Re: Radios for higher speeds,
- To: email@example.com
- Subject: Re: Radios for higher speeds,
- From: firstname.lastname@example.org (Mike Bilow)
- Date: Thu, 09 Feb 95 14:07:00 -0000
- Reply-to: email@example.com
Apostolos K. Salkintzis wrote in a message to Mike Bilow:
AKS> This is a great chance for me to set my point... (sorry
AKS> Doug, this is surely not the type of reply you expected for)
AKS> From my basic telecommunications knowledge, I'm convinced,
AKS> that the occupied bandwidth of an FM transmiter is *only*
AKS> dependend on frequency deviation. So, widen up a transmiter,
AKS> is equivalent to increasing the frequency sensi- tivity.
AKS> Isn't that so ?
AKS> But, then, another question goes to the line...
AKS> Why it is nessesary to have a 15KHz bandwidth for 9.6Kb,
AKS> when in the wireline case it is sufficient a 2.4KHz for
AKS> 28.8Kb ??
You are probably going to get a lot of responses to this, but the basic
confusion is that it is possible to send multiple bits per baud. It requires
at least 3.2 kbaud to send 28.8 kbps on the telephone line, which works out to
9 bits per baud, and the V.34 protocol will be happier with 3.429 kbaud if it
can get it. Actually, more than 9 bits per baud are transmitted, with the
extra bits used for error correction.
To oversimplify considerably, what you lose in sending multiple bits per baud
is the signal-to-noise ratio. This makes intuitive sense, since the ability to
distinguish between fine details of the signal will be lost if the noise is too
high. This is sometimes known in Information Theory as the "no free lunch"
AKS> Also, this frequency game always confuses me...
AKS> I thought that we have split the allocated bandwidth (say
AKS> that of the 2m band) into a number of 25KHz channels. Wrong?

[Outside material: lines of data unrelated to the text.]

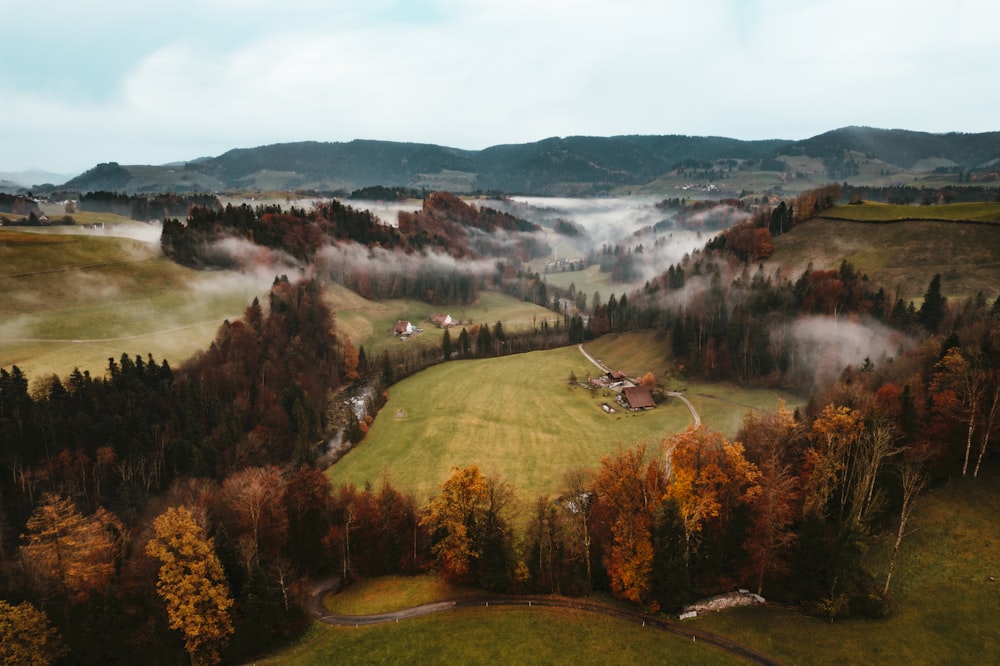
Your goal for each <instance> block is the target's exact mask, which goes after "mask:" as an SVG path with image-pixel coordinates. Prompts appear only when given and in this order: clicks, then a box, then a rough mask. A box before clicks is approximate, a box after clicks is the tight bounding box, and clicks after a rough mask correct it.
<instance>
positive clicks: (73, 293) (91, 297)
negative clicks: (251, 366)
mask: <svg viewBox="0 0 1000 666" xmlns="http://www.w3.org/2000/svg"><path fill="white" fill-rule="evenodd" d="M0 266H3V268H2V269H0V287H2V288H0V367H10V366H11V365H17V366H19V367H20V368H21V369H22V370H23V371H25V372H26V373H27V374H28V375H29V377H30V378H40V377H42V376H45V375H48V374H58V375H60V376H62V377H65V376H67V375H68V374H69V373H70V372H71V371H72V370H73V369H74V368H79V369H80V370H88V371H90V373H91V374H94V375H96V376H101V375H103V374H104V370H105V368H106V367H107V360H108V358H109V357H114V358H118V357H120V356H121V355H122V354H123V353H127V354H129V355H130V356H134V355H136V354H140V355H142V356H146V355H147V354H152V355H153V356H154V358H156V359H157V360H161V359H163V358H166V359H167V360H168V361H169V362H170V363H171V364H173V365H177V364H179V363H180V362H181V361H183V360H185V359H186V358H188V357H189V356H190V355H191V354H193V353H195V352H196V351H198V350H200V349H204V348H205V347H207V346H208V344H209V343H210V342H211V341H212V339H213V338H214V336H215V332H216V330H217V329H218V327H219V325H220V324H221V323H222V321H223V320H224V319H226V318H237V317H239V316H241V315H242V313H243V310H244V309H245V308H246V306H247V305H248V304H249V302H250V301H251V300H252V299H253V297H254V296H255V295H262V294H266V292H267V286H268V285H267V283H265V282H263V281H259V280H252V279H248V278H246V277H244V276H240V275H238V274H235V273H230V272H224V271H218V272H208V273H206V272H197V271H193V270H190V269H187V268H184V267H181V266H178V265H177V264H174V263H173V262H170V261H168V260H166V259H164V258H162V257H160V256H159V248H158V247H156V246H155V245H150V244H148V243H145V242H142V241H138V240H132V239H129V238H119V237H114V236H104V235H102V236H94V235H91V236H84V235H68V234H65V233H59V234H49V233H34V232H31V233H28V232H24V231H18V230H11V229H6V228H5V229H3V230H0Z"/></svg>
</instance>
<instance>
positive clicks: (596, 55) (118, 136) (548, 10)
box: [0, 0, 1000, 174]
mask: <svg viewBox="0 0 1000 666" xmlns="http://www.w3.org/2000/svg"><path fill="white" fill-rule="evenodd" d="M0 16H2V17H3V19H2V20H3V29H2V33H3V34H2V36H0V171H15V170H23V169H29V168H40V169H46V170H50V171H56V172H61V173H70V174H75V173H79V172H81V171H83V170H85V169H88V168H90V167H92V166H94V165H95V164H97V163H98V162H108V161H116V162H119V163H122V164H162V163H166V162H171V161H183V160H188V159H193V158H196V157H200V156H208V155H219V154H221V153H223V152H225V151H226V150H229V149H231V148H248V147H253V146H259V145H265V144H269V143H277V142H284V141H300V140H316V141H350V140H352V139H357V138H363V139H385V140H395V141H414V142H427V143H437V144H442V145H446V146H453V147H456V148H466V149H479V148H485V147H487V146H491V145H496V144H501V143H523V142H530V141H537V140H540V139H543V138H546V137H550V136H569V135H594V136H612V135H617V134H688V135H717V136H730V137H736V138H744V139H763V138H785V139H801V138H807V137H809V136H813V135H816V134H819V133H822V132H825V131H827V130H831V129H835V128H838V127H843V126H846V125H869V126H873V127H884V128H904V129H913V130H923V131H931V132H947V131H961V132H982V131H994V130H1000V83H998V81H1000V76H998V74H1000V49H998V46H1000V32H998V26H1000V4H997V3H995V2H993V1H992V0H949V1H948V2H923V1H915V0H909V1H905V0H900V1H894V0H835V1H828V0H814V1H809V0H592V1H591V0H412V1H411V0H398V1H393V0H349V1H341V0H273V1H272V0H141V1H137V0H128V1H125V0H96V1H89V2H66V1H65V0H0Z"/></svg>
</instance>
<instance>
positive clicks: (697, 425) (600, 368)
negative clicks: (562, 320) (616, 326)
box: [577, 344, 701, 428]
mask: <svg viewBox="0 0 1000 666" xmlns="http://www.w3.org/2000/svg"><path fill="white" fill-rule="evenodd" d="M577 349H579V350H580V353H581V354H583V355H584V356H585V357H586V358H587V360H588V361H590V362H591V363H593V364H594V365H595V366H597V368H598V369H599V370H600V371H601V372H611V370H610V369H609V368H608V366H606V365H604V364H603V363H601V362H600V361H598V360H597V359H596V358H594V357H593V356H591V355H590V354H589V353H588V352H587V350H586V349H584V348H583V345H582V344H579V345H577ZM667 395H669V396H670V397H672V398H677V399H678V400H680V401H681V402H683V403H684V404H685V405H687V408H688V411H690V412H691V418H692V419H694V427H695V428H697V427H699V426H700V425H701V417H700V416H699V415H698V410H697V409H695V408H694V405H692V404H691V401H690V400H688V399H687V398H686V397H684V394H683V393H679V392H677V391H667Z"/></svg>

We do not consider ham bands to be channelized in the U.S. There are band
plans which are generally followed, but some of these may allocate some space
for CW (which is pretty narrow) and other space for 100 kHz data channels. We
usually follow either 15 khz or 20 kHz separation on the 144.5-148 Mhz band.
AKS> How can these bandwidth (Doug talks about: 60KHz, 90KHz) be
AKS> fitted in this picture ?
Hams tend to use simple FSK. This is reasonable, since hams have to contend
with a lot of things that telephone modems do not, particularly multipath
distortion. If you use phase to encode lots of information, which is how
telephone modems work, then you tend to be very susceptible to things which
distort phase. Hams are usually able to get better results by running FSK over
wider bandwidth than trying to pack in multiple bits per baud, even if they
have to go into the UHF or microwave bands to do it.